The Dirty Power Rule replaced the Clean Power Plan, the first-ever nationwide limits on existing fossil-fueled power plants, one of the largest sources of climate change pollution. The EPA’s rule rolls-back these limits and will have virtually no impact on these emissions, prolonging the nation’s reliance on polluting, expensive coal power plants and obstructing progress of states toward clean, renewable, and affordable electricity generation.
“The Trump Administration has made no attempts to even pretend like they are concerned about climate change in our country and this replacement of the Clean Power Plan makes that painfully obvious,” said Herring. “Virginia is particularly susceptible to the devastating effects of climate change and sea level rise, especially in Hampton Roads where the region is facing billions of dollars in infrastructure and coastal resiliency measures over the next few decades. I will continue to fight this new Dirty Power Rule and do everything I can to ensure that effective measures are put in place to cut down on pollution and reverse climate change in our country.”
The new Dirty Power Rule barely mentions climate change and does not recognize the dire threats it poses to people’s health, the economy, or the environment. Additionally, the rule does not comply with requirements included in the federal Clean Air Act that says limits on air pollutants must be based on the emissions reductions achievable through the “best system of emission reduction” or shifting from coal-fueled generation to a less carbon-intensive generation.
One of the most efficient and cost-effective “best systems” is a cap-and-trade program, that has proven to be a successful way to comply with the Clean Air Act requirements and reduce power plant emissions. The Dirty Power Rule prohibits states from participating in cap-and-trade programs, which means that the new rule is not in compliance with the Clean Air Act.

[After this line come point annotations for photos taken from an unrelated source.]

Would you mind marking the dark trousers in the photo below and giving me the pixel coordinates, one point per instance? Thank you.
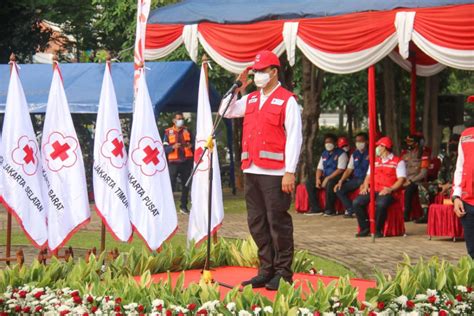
(382, 202)
(183, 170)
(270, 224)
(348, 187)
(467, 222)
(329, 191)
(410, 192)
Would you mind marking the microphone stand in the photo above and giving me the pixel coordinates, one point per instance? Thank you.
(206, 272)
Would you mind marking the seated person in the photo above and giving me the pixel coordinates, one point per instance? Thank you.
(343, 143)
(417, 161)
(390, 174)
(331, 165)
(444, 181)
(355, 173)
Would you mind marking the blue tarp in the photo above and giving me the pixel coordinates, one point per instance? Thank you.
(173, 86)
(248, 11)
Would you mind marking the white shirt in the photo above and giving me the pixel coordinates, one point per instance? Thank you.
(401, 167)
(341, 162)
(457, 190)
(293, 130)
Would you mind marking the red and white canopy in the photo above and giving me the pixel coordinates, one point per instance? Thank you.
(434, 37)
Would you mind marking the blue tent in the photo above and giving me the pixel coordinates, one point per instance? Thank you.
(173, 86)
(247, 11)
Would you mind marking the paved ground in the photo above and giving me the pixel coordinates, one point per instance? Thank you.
(331, 237)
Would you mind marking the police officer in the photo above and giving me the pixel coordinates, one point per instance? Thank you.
(390, 174)
(271, 144)
(463, 186)
(330, 168)
(178, 144)
(356, 171)
(417, 160)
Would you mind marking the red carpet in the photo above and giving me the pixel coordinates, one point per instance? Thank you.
(234, 275)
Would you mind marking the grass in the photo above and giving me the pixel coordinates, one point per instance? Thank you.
(233, 204)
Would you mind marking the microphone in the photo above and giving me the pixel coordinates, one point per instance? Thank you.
(236, 85)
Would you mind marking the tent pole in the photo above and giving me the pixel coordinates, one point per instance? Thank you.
(413, 95)
(372, 135)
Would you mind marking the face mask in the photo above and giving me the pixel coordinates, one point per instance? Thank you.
(261, 79)
(360, 146)
(329, 146)
(378, 151)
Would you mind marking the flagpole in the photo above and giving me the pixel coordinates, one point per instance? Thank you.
(206, 273)
(9, 215)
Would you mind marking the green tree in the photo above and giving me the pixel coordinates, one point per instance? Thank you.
(20, 32)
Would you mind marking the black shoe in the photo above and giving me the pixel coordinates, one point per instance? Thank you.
(422, 220)
(258, 281)
(314, 212)
(184, 210)
(274, 283)
(347, 214)
(363, 233)
(329, 213)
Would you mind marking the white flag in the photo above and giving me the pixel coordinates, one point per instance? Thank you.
(152, 208)
(110, 174)
(63, 165)
(21, 168)
(199, 218)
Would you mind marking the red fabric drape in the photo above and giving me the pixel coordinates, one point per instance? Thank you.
(347, 33)
(451, 27)
(162, 35)
(242, 42)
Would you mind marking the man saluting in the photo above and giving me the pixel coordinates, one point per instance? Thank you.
(271, 143)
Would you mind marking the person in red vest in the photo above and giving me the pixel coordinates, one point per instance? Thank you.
(271, 144)
(390, 174)
(178, 144)
(463, 186)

According to the Dirty Power Rule, the “best system” would be to upgrade equipment at coal power plants. This will reduce emissions by only 0.7 percent more by 2030 than if no rule existed, according to the EPA’s only analysis. The EPA also found that emissions of one or more of three pollutants – carbon dioxide (CO2), nitrogen oxides (NOx), and sulfur dioxide (SO2) – will increase in 18 states in 2030 compared to no Dirty Power Rule.